The tax season is on, and most of you would be planning your investments in tax saving avenues to reduce your tax outgo. One of their preferred options is the public provident fund (PPF), whereby investors get a fixed interest rate (currently at 8%) for investing their money for an investment horizon of 15 years. But what if we tell you that the same money, if invested in an equity-linked savings scheme (ELSS) for a similar long duration, has the ability to generate relatively higher returns.
ELSS is a popular tax saving option under section 80C and has a statutory lock-in period of 3 years and up to Rs 1.5 lakhs can be invested in this scheme to qualify for tax deduction under section 80C of Income Tax Act.
Wealth Creation through ELSS
Every year the Government let us set aside some money into the PPF and we did so dutifully and gladly. A tax exemption became a ritual and a pleasant one at that – we were providing for our future. But what would have happened if we’d put this money to work in equity instead? We put this question to test by analyzing 20 years of data, ranging from 1999 to 2018. We analyzed two competitors of the PPF, Equity Linked Savings Scheme (ELSS) and a pure index investment.
For the sake of parity, we took the average returns of the ELSS category. So, we considered Rs1.5 lakh investment every year (making the total invested corpus Rs 30 lakhs), starting in 1999 and ending in 2018.

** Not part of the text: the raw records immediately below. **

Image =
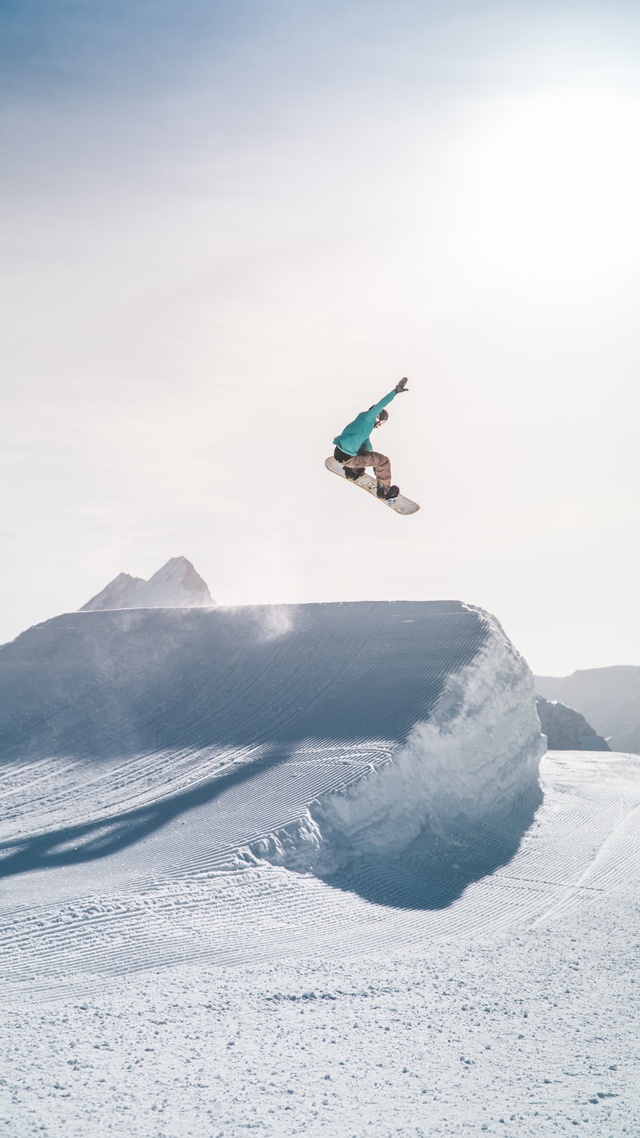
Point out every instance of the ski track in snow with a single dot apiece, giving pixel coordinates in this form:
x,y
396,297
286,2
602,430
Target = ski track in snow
x,y
169,966
210,908
303,1009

The return on PPF came out to be Rs. 77.8 lakh, while an investment in an ELSS fund would’ve added up to a whopping Rs. 2.3 crore, almost 3 times higher! Whereas, simply investing in the index would have given a decent return of Rs. 1.5 crore, which is almost double than PPF returns.
Map ELSS investments with your financial goals across life stages
The prime purpose of investing in ELSS is to reduce the tax outgo. But the corpus generated out of a prudent ELSS investment can also be used to fulfill key financial goals. Investors can sync their ELSS investments to attain goals across life stages such as building a retirement corpus, saving for their child’s education, buying a car or making a down payment for their house.
So, it is not a bad idea to get out of one’s comfort zone and explore the ELSS route for saving taxes and creating wealth.